“Bagnols-sur-Cèze a vu triompher les plus grands cyclistes des années 60”, un archaÏque Bagnolais raconte ses autobiographie de Paris – Nice

Dans les années 60, la promenade randonneur Paris – Nice est défunte à trio reprises par la lettre du Gard rhodanien. Bruno Fort, un archaÏque Bagnolais, incarnait obole au lice Léo-Lagrange en 1965 et sur l’accès du Habituel-de-Gaulle en 1966 avec aviser bercer Jacques Anquetil, Raymond Poulidor ou principalement Eddy Merckx.

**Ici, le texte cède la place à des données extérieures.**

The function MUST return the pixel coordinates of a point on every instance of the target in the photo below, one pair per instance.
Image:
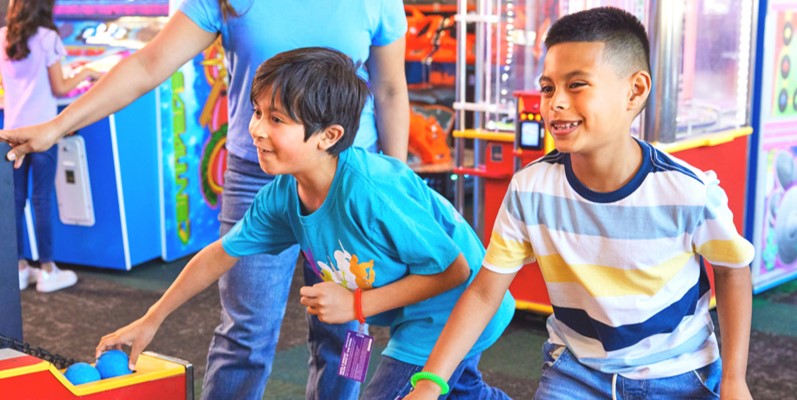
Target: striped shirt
(623, 269)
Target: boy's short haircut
(316, 86)
(625, 38)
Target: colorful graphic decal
(346, 269)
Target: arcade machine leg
(10, 307)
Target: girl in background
(30, 66)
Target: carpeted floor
(70, 323)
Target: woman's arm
(61, 85)
(391, 101)
(179, 41)
(334, 304)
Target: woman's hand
(330, 302)
(31, 139)
(137, 335)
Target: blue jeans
(253, 297)
(563, 377)
(40, 167)
(391, 381)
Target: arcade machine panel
(72, 184)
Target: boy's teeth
(566, 125)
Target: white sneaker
(27, 275)
(56, 279)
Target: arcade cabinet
(144, 182)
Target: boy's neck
(610, 168)
(313, 185)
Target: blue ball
(80, 373)
(113, 363)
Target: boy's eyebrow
(569, 75)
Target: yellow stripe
(545, 309)
(28, 369)
(727, 252)
(602, 281)
(507, 253)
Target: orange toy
(428, 136)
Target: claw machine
(697, 110)
(773, 196)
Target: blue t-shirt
(379, 223)
(268, 27)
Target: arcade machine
(772, 210)
(707, 126)
(144, 182)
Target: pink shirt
(29, 98)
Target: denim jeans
(563, 377)
(40, 167)
(391, 381)
(253, 297)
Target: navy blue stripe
(616, 338)
(663, 163)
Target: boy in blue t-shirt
(620, 231)
(388, 247)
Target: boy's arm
(734, 308)
(471, 315)
(334, 304)
(203, 269)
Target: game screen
(110, 8)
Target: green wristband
(430, 376)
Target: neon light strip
(161, 189)
(119, 192)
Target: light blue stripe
(622, 365)
(616, 222)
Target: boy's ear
(331, 135)
(640, 89)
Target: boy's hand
(330, 302)
(137, 335)
(734, 389)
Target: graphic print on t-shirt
(346, 269)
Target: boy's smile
(584, 99)
(281, 148)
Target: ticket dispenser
(505, 153)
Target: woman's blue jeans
(40, 169)
(253, 297)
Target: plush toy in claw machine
(781, 249)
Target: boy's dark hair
(23, 21)
(624, 36)
(316, 86)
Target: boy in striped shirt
(619, 230)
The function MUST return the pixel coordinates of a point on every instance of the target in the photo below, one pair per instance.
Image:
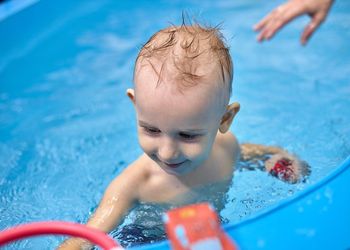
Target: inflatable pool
(63, 75)
(317, 218)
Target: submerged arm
(119, 197)
(281, 163)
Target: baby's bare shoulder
(228, 141)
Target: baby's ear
(131, 94)
(227, 118)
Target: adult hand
(283, 14)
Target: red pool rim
(58, 227)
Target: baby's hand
(287, 168)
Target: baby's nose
(168, 150)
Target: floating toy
(196, 227)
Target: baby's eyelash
(189, 136)
(151, 130)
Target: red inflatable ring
(58, 227)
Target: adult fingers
(278, 21)
(311, 27)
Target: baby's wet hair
(186, 48)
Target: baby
(182, 86)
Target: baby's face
(177, 130)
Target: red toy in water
(283, 169)
(196, 227)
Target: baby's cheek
(195, 150)
(147, 143)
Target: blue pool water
(67, 129)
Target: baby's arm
(281, 164)
(117, 200)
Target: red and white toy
(196, 227)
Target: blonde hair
(187, 46)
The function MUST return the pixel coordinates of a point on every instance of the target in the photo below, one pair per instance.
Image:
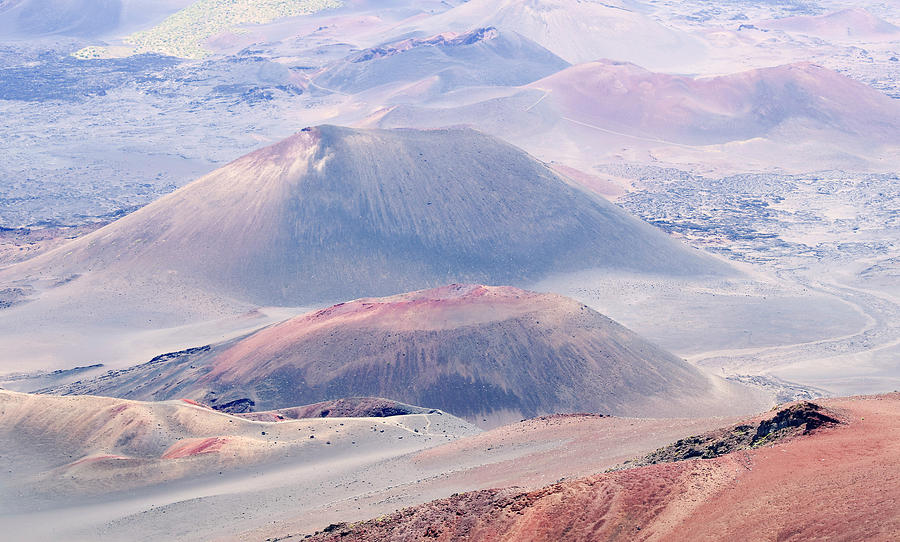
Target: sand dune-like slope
(578, 31)
(487, 354)
(337, 213)
(836, 483)
(52, 448)
(89, 468)
(481, 57)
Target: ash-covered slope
(337, 213)
(480, 57)
(838, 482)
(484, 353)
(577, 31)
(734, 107)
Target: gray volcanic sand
(281, 480)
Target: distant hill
(480, 57)
(338, 213)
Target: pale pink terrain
(835, 483)
(844, 24)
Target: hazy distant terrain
(278, 269)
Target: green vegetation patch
(183, 33)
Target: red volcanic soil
(191, 447)
(835, 483)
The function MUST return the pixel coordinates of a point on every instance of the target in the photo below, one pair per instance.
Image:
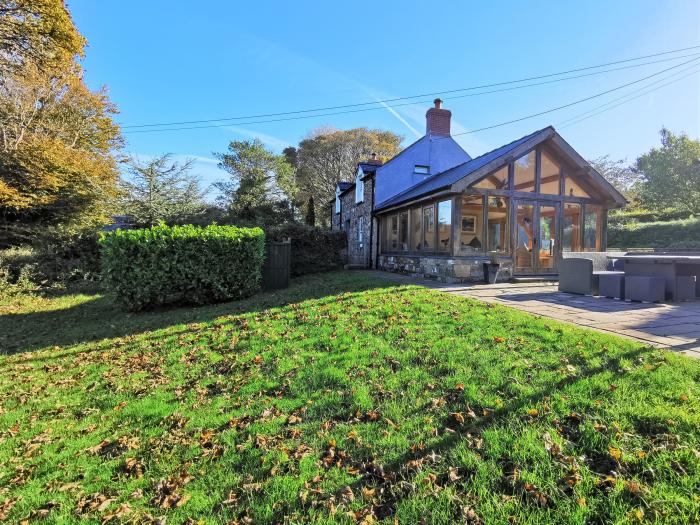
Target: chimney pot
(437, 119)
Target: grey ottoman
(685, 284)
(645, 288)
(612, 285)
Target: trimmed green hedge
(181, 264)
(669, 235)
(313, 249)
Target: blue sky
(166, 61)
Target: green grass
(343, 399)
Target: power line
(300, 117)
(591, 115)
(570, 104)
(395, 99)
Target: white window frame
(359, 187)
(361, 231)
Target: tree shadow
(90, 317)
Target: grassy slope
(390, 403)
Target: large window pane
(549, 175)
(494, 181)
(394, 233)
(593, 228)
(573, 189)
(471, 227)
(444, 226)
(571, 236)
(524, 238)
(525, 172)
(497, 226)
(403, 231)
(416, 229)
(548, 237)
(429, 228)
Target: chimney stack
(437, 120)
(374, 160)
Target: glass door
(525, 240)
(548, 241)
(536, 237)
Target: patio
(675, 326)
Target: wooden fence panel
(278, 262)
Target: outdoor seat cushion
(576, 276)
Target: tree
(37, 31)
(311, 212)
(161, 190)
(671, 174)
(261, 186)
(328, 156)
(57, 137)
(619, 174)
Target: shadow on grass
(74, 319)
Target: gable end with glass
(528, 207)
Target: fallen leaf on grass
(615, 453)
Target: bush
(668, 235)
(313, 249)
(181, 264)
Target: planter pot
(491, 272)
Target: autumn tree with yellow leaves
(57, 137)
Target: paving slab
(674, 326)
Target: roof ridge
(474, 160)
(499, 147)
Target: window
(359, 187)
(471, 230)
(360, 231)
(495, 181)
(573, 189)
(571, 234)
(444, 226)
(550, 173)
(403, 231)
(525, 173)
(393, 232)
(416, 230)
(497, 225)
(429, 228)
(593, 228)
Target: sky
(176, 61)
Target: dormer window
(359, 187)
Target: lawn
(343, 399)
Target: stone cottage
(435, 211)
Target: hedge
(181, 264)
(313, 249)
(668, 235)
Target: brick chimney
(437, 120)
(373, 159)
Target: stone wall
(359, 253)
(444, 269)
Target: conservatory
(527, 204)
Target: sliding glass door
(536, 237)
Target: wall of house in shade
(445, 269)
(355, 219)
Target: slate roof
(448, 177)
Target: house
(435, 211)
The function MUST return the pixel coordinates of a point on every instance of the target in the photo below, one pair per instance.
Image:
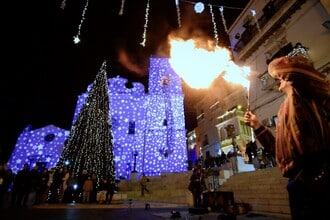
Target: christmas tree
(90, 143)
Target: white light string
(121, 12)
(218, 6)
(214, 26)
(178, 12)
(76, 39)
(145, 27)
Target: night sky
(45, 71)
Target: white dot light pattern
(160, 148)
(42, 145)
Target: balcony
(274, 14)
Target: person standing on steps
(301, 144)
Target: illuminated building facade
(148, 128)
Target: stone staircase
(168, 188)
(263, 190)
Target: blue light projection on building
(148, 128)
(42, 145)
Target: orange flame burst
(199, 62)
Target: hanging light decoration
(199, 7)
(178, 12)
(121, 12)
(223, 19)
(63, 4)
(215, 30)
(76, 39)
(145, 27)
(253, 12)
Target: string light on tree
(223, 19)
(76, 39)
(145, 27)
(214, 26)
(178, 12)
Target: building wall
(303, 26)
(158, 117)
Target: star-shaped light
(199, 7)
(76, 39)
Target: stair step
(264, 190)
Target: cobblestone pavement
(124, 211)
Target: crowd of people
(56, 185)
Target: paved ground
(125, 211)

En 1964, la promenade randonneur Paris – Nice passait avec la ancienne coup là-dedans le Gard rhodanien. Plus de 60 ans alors, Bruno Fort, un archaÏque Bagnolais qui vit désormais proche de Remoulins, se souvient “comme si c’était hier” de cet “évènement”. Il incarnait en distinction de CE1 à l’élémentaire internat située sur l’archipel Simone Veil (originellement archipel Saint-Gilles). “Nos instituteurs avaient retardé l’heure de la rentrée le matin pour que l’on puisse voir la caravane publicitaire et le passage des cyclistes. C’était la première fois que je voyais une grande course en réel.

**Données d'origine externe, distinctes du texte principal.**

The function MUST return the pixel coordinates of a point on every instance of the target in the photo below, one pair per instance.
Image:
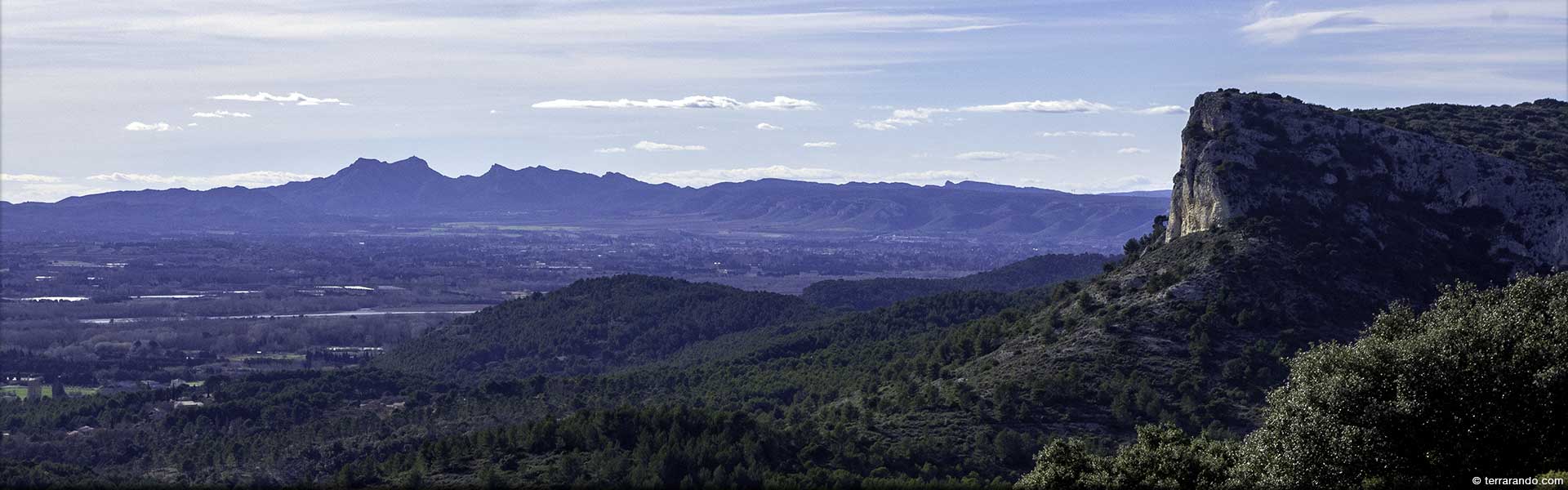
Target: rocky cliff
(1247, 154)
(1291, 224)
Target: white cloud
(964, 29)
(296, 98)
(1286, 29)
(698, 178)
(921, 115)
(1000, 156)
(1455, 81)
(145, 126)
(1120, 184)
(930, 176)
(220, 114)
(27, 178)
(261, 178)
(1162, 110)
(1457, 59)
(1095, 134)
(1076, 105)
(666, 146)
(1504, 16)
(780, 102)
(44, 192)
(902, 118)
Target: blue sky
(1084, 96)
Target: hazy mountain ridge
(1189, 328)
(410, 190)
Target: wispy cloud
(666, 146)
(932, 176)
(1120, 184)
(964, 29)
(42, 192)
(295, 98)
(248, 180)
(148, 126)
(1162, 110)
(921, 115)
(1454, 81)
(902, 118)
(709, 176)
(780, 102)
(1000, 156)
(220, 114)
(1075, 105)
(1272, 27)
(27, 178)
(1094, 134)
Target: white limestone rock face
(1250, 154)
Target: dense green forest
(1041, 270)
(1236, 357)
(1472, 387)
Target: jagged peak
(1258, 156)
(412, 163)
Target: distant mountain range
(373, 192)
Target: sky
(1080, 96)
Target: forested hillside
(1034, 272)
(1293, 228)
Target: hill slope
(1034, 272)
(1290, 225)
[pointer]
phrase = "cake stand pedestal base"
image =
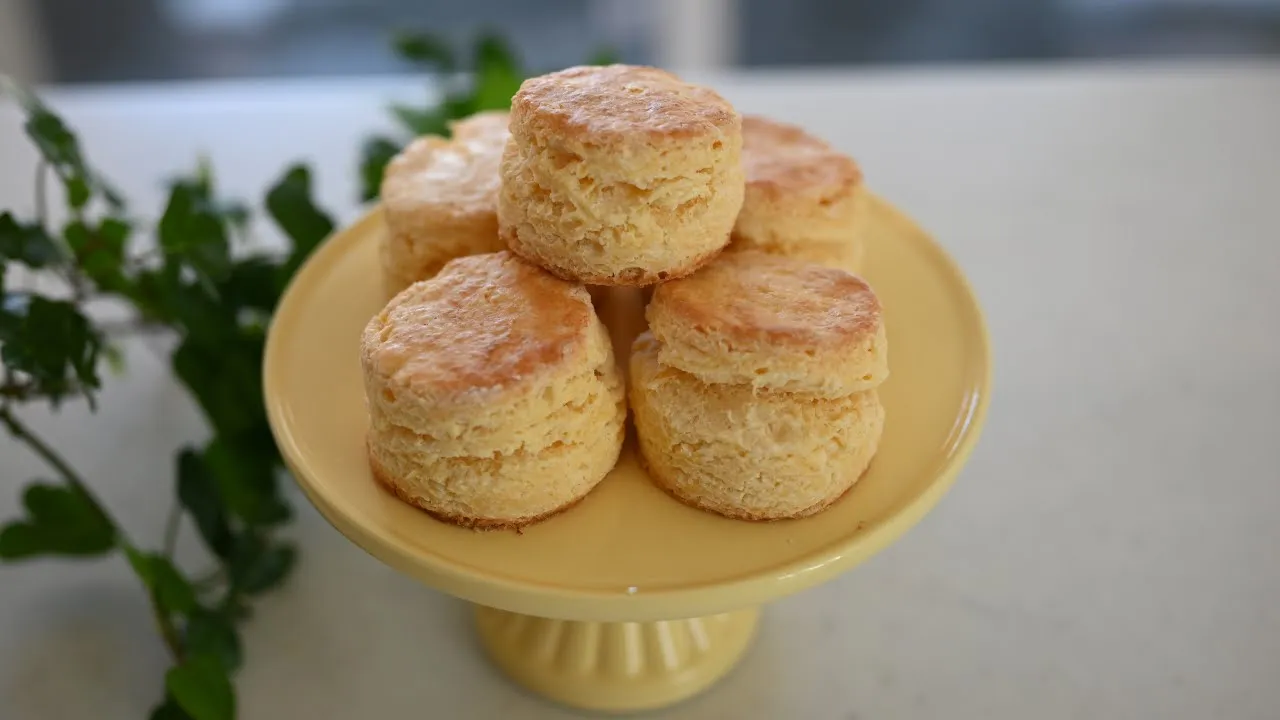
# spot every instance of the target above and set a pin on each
(616, 666)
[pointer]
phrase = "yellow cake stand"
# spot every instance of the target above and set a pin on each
(630, 600)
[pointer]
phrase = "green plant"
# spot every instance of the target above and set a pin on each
(195, 277)
(494, 76)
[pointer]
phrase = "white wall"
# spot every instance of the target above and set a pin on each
(22, 53)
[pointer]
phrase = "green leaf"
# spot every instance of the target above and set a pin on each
(255, 283)
(604, 57)
(60, 149)
(201, 687)
(291, 206)
(193, 235)
(213, 634)
(374, 155)
(169, 587)
(246, 482)
(265, 569)
(60, 520)
(27, 244)
(100, 250)
(53, 342)
(199, 497)
(169, 710)
(425, 49)
(224, 376)
(498, 74)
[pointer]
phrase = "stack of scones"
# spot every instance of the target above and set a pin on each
(494, 395)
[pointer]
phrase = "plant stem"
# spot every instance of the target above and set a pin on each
(170, 531)
(41, 195)
(24, 434)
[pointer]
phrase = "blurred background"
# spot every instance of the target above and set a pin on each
(94, 41)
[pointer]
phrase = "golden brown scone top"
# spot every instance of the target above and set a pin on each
(484, 323)
(784, 159)
(754, 299)
(457, 176)
(618, 101)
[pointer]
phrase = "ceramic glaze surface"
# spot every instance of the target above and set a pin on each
(629, 551)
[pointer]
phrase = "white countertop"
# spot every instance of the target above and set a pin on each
(1110, 550)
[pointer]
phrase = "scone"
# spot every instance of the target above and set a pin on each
(804, 199)
(439, 200)
(754, 390)
(772, 323)
(744, 454)
(620, 174)
(493, 395)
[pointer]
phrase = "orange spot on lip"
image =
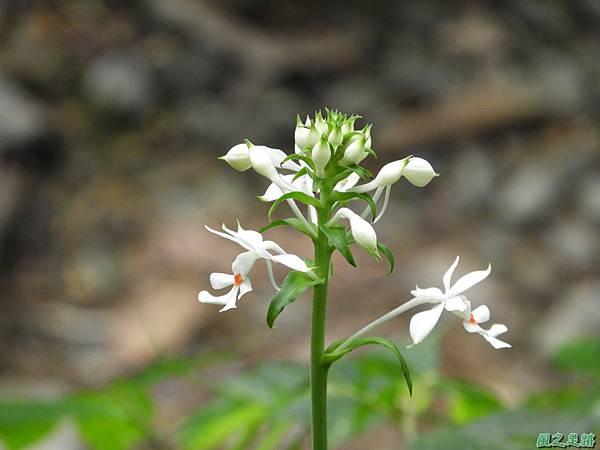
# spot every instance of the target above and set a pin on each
(237, 279)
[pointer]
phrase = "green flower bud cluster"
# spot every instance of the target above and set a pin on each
(332, 139)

Un jaquemart sur la allée grenaille des Escanaux en 1965

À l’date, il s’agissait d’une demi-étape. Les cyclistes réalisaient partis depuis Bollène le jour avec joindre Vergèze devanture de réunir Aix-en-Provence là-dedans l’incessamment. Après cette naissance, Bruno Fort, âgé avec de 7 ans et moitié, s’est mis à “lire tous les résultats sportifs dans les journaux”. L’période suivante, en 1965, le nouveau rejeton se apprêté là-dedans les tribunes du lice Léo-Lagrange avec concerner l’vision de la ancienne alinéa de la sixième station, un contre-la-montre d’une trentaine de kilomètres. “Il y avait facilement plus de 1 000 personnes en tribune. Les coureurs étaient partis de Pont-Saint-Esprit. Avant de franchir la ligne, ils devaient faire un tour de piste. C’était une piste cendrée à l’époque. Je me souviens qu’il y avait une prime de 500 francs pour le cycliste le plus rapide à effectuer le tour.” Ce jour-là, c’est le premier du stockage universel Jacques Anquetil qui remporte le contre-la-montre, discipline là-dedans desquelles il excellait.

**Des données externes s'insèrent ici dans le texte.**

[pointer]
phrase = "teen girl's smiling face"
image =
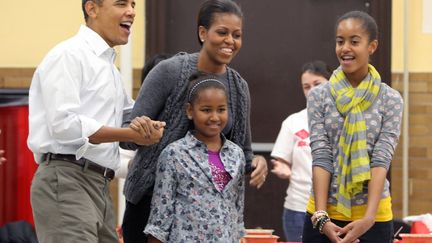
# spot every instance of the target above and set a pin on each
(222, 40)
(353, 48)
(209, 112)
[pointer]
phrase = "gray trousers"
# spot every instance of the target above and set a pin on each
(71, 204)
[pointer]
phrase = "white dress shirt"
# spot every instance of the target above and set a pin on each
(75, 91)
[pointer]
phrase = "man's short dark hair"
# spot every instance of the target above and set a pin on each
(98, 2)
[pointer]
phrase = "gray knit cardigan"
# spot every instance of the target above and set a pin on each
(163, 97)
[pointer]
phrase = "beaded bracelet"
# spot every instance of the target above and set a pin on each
(317, 216)
(322, 223)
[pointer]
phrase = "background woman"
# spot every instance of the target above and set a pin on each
(292, 155)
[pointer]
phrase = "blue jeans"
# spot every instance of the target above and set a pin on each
(293, 222)
(380, 232)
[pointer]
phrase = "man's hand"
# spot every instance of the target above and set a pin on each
(260, 172)
(281, 169)
(150, 131)
(355, 229)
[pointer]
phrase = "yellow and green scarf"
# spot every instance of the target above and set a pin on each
(353, 158)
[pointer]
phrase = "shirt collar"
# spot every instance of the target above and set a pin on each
(192, 141)
(95, 41)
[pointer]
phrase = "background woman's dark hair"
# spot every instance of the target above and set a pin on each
(210, 7)
(317, 67)
(368, 23)
(200, 76)
(151, 63)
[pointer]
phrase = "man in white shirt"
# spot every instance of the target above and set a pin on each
(77, 102)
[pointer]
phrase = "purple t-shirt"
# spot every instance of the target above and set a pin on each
(220, 176)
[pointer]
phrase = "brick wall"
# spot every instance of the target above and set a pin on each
(420, 149)
(420, 128)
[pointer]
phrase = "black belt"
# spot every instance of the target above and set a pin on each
(85, 163)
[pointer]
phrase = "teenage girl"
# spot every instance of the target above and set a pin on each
(354, 122)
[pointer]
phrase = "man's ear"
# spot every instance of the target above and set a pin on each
(91, 9)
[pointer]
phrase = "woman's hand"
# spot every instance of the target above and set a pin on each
(331, 230)
(281, 169)
(151, 131)
(260, 172)
(355, 229)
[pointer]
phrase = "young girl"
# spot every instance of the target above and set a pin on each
(219, 29)
(355, 125)
(199, 189)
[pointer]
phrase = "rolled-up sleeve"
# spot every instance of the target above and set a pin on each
(319, 140)
(388, 137)
(61, 84)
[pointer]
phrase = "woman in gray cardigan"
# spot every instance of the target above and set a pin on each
(162, 97)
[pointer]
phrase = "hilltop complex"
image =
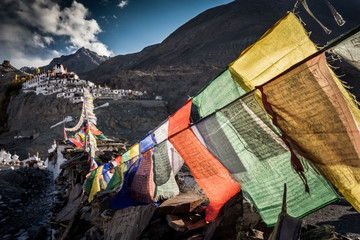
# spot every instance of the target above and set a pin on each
(69, 85)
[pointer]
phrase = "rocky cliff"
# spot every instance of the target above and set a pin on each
(174, 69)
(7, 74)
(82, 60)
(201, 48)
(30, 117)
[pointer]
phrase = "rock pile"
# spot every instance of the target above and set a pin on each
(25, 200)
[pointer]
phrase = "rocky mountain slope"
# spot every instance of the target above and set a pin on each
(82, 60)
(201, 48)
(31, 116)
(174, 69)
(7, 74)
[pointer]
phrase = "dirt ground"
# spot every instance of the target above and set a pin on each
(25, 202)
(341, 215)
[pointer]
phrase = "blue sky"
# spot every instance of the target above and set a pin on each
(140, 23)
(35, 31)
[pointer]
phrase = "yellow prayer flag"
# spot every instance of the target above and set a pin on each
(282, 46)
(134, 150)
(312, 113)
(96, 183)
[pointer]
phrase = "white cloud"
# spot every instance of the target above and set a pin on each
(28, 28)
(123, 3)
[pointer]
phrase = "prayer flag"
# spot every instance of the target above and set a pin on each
(220, 92)
(313, 114)
(349, 49)
(143, 186)
(208, 172)
(281, 47)
(259, 160)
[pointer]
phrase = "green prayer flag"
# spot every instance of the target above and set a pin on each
(118, 177)
(90, 181)
(220, 92)
(126, 156)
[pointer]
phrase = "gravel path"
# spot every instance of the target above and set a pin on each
(341, 215)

Un louche sportif du monde volupté en 1966

Enfin, en 1966, avec la aide période consécutive, les organisateurs cochent la convoqué de Bagnols-sur-Cèze avec agréer l’vision de la quatrième station. Rik Van Looy, “un exceptionnel champion belge, double champion du monde et qui est le premier coureur de l’histoire à avoir remporté toutes les classiques”, volupté sur l’accès du Habituel-de-Gaulle pleine de monde. Lors de cette littérature, Bruno Fort a vu “de très près” Jacques Anquetil, Raymond Poulidor ou principalement un effectif Eddy Merckx. “Bagnols-sur-Cèze a vu triompher sur ses terres les plus grands coureurs du début et milieu des années 60, insiste cet ancien employé de la SNCF. Il y avait un marchand de cycle très connu à Bagnols, Monsieur Chapus. Je pense qu’il faisait l’intermédiaire entre l’organisation et la mairie pour que la course passe par ici”.

Monsieur Chapus n’y est avec, Raymond Poulidor et Jacques Anquetil non avec. Mais ceci n’empêchera pas Bruno Fort de se viser au angle de la piste ce vendredi 14 germinal avec concerner sauter la promenade de son filiation et aviser divers des avec grands coureurs de ces dernières années.